The traditional BD is a two- parameters probability distribution with the domain of (0,1), and its pdf is:

$$ f_{\text{BD}} \left( {x |\alpha ,\beta } \right) = \frac{{\Gamma \left( {\alpha + \beta } \right)}}{{\Gamma \left( \alpha \right)\Gamma \left( \beta \right)}}x^{\alpha - 1} \left( {1 - x} \right)^{\beta - 1} $$
(14)

where \( 0 < x < 1 \), \( \alpha \) and \( \beta \) are positive real numbers. According to the definition of traditional BD, the pdf of the extended BD with the domain of (−1,1) can be obtained as *appendix for derivation:

$$ f_{\text{BD}}^{{\prime }} \left( {x |\alpha ,\beta } \right) = \frac{{\Gamma \left( {\alpha + \beta } \right)}}{{\Gamma \left( \alpha \right)\Gamma \left( \beta \right)}} \cdot 2^{{1 - \left( {\alpha + \beta } \right)}} \left( {1 + x} \right)^{\alpha - 1} \left( {1 - x} \right)^{\beta - 1} $$
(15)

where \( - 1 < x < 1 \). And according to the \( f^{\prime}_{BD} \left( {x\left| {\alpha ,\beta } \right.} \right) \), the first moment \( m_{1} \) and the second moment \( m_{2} \) of the extended BD can be obtained respectively as:

$$ m_{1} = {\text{E}}\left( x \right) = \mathop \smallint \limits_{ - 1}^{1} x \cdot f_{BD} \left( {x |\alpha ,\beta } \right)dx = \frac{\alpha - \beta }{\alpha + \beta } $$
(16)
$$ \begin{aligned} m_{2} = {\text{E}}\left( {x^{2} } \right) & = \mathop \smallint \limits_{ - 1}^{1} x^{2} \cdot f_{BD} \left( {x |\alpha ,\beta } \right)dx \\ & = 1 - \frac{4\alpha \beta }{{\left( {\alpha + \beta } \right)\left( {\alpha + \beta + 1} \right)}} \\ \end{aligned} $$
(17)

And we can derive the two parameters \( \alpha \) and \( \beta \) of the extended BD from (15) and (16) as:

$$ \alpha = \frac{{1 + m_{1} }}{{1 - m_{1} }}\beta $$
(18)
$$ \beta = \frac{{1 - m_{1} - m_{2} }}{{2\left( {m_{1}^{2} + m_{2} } \right)}} $$
(19)

.

The \( \alpha \) \( \beta \) and KLD of the extended BD fitting curve of the real and imaginary parts of FRFT phases with different orders of natural images are listed in Fig. 7, and some further conclusions can be drawn as:

  • The real and imaginary parts of the FRFT phases of natural images are all similar to the extended BD distribution. If the FRFT orders are non-zero, the \( \alpha \) and \( \beta \) have no significant differences as the transformation order changing.

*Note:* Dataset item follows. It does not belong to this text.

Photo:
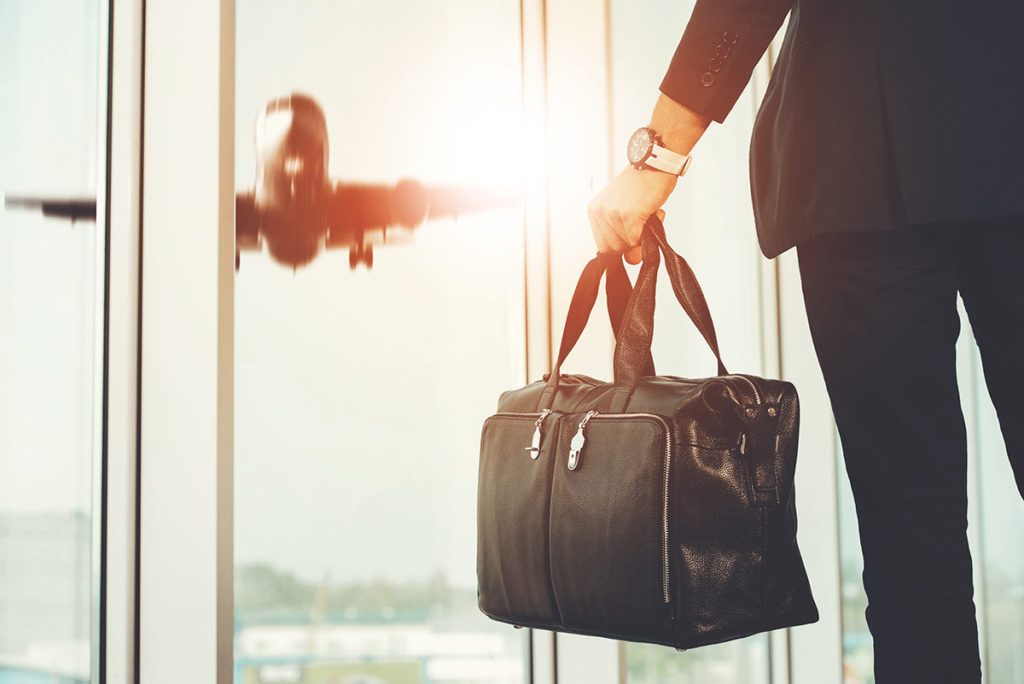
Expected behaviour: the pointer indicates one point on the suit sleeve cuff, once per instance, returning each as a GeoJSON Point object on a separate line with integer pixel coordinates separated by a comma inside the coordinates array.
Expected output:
{"type": "Point", "coordinates": [712, 67]}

  • The parameters \( \alpha \) and \( \beta \) of the extended BD of the real and imaginary parts of FRFT phases of natural images are approximately equal to 0.5, and furthermore, they are symmetrical about 0.5 in a certain sense: the extended BD parameters of the real part \( \left( {\alpha_{r} ,\beta_{r} } \right) \) and the extended BD parameters of the imaginary part \( \left( {\alpha_{i} ,\beta_{i} } \right) \) with the same FRFT orders satisfy \( \alpha_{r} - 0.5 \approx 0.5 - \alpha_{i} \) and \( \beta_{r} - 0.5 \approx 0.5 - \beta_{i} \).

  • According to the KLD, if there is zero in the FRFT orders, the fitting degree between the extended BD and the statistical distribution of the real and imaginary parts of FRFT phases of natural images may decrease. This is mainly because the natural images data remains unchanged when the FRFT orders are zero, which means the data is still the original real data and the phase equals zero.

Fig. 7.
figure 7

The parameters of the fitted BD curve with different FRFT orders.

3 Conclusion

In this paper, we have studied the statistical distribution of FRFT coefficients of natural images and proposed that the real and imaginary parts of FRFT coefficients take on the generalized Gaussian distribution, the FRFT modulus follow the gamma distribution and the FRFT phase angles tend to the uniform distribution, moreover, the real and imaginary parts of FRFT phases meet the extended beta distribution with the definition domain of (−1,1). These underlying statistics rules are expected to provide theoretical basis for the image processing in FRFT, such as dimensionality reduction, feature extraction, smooth de-noising, digital forensics and watermarking etc. These will be the key of our future work.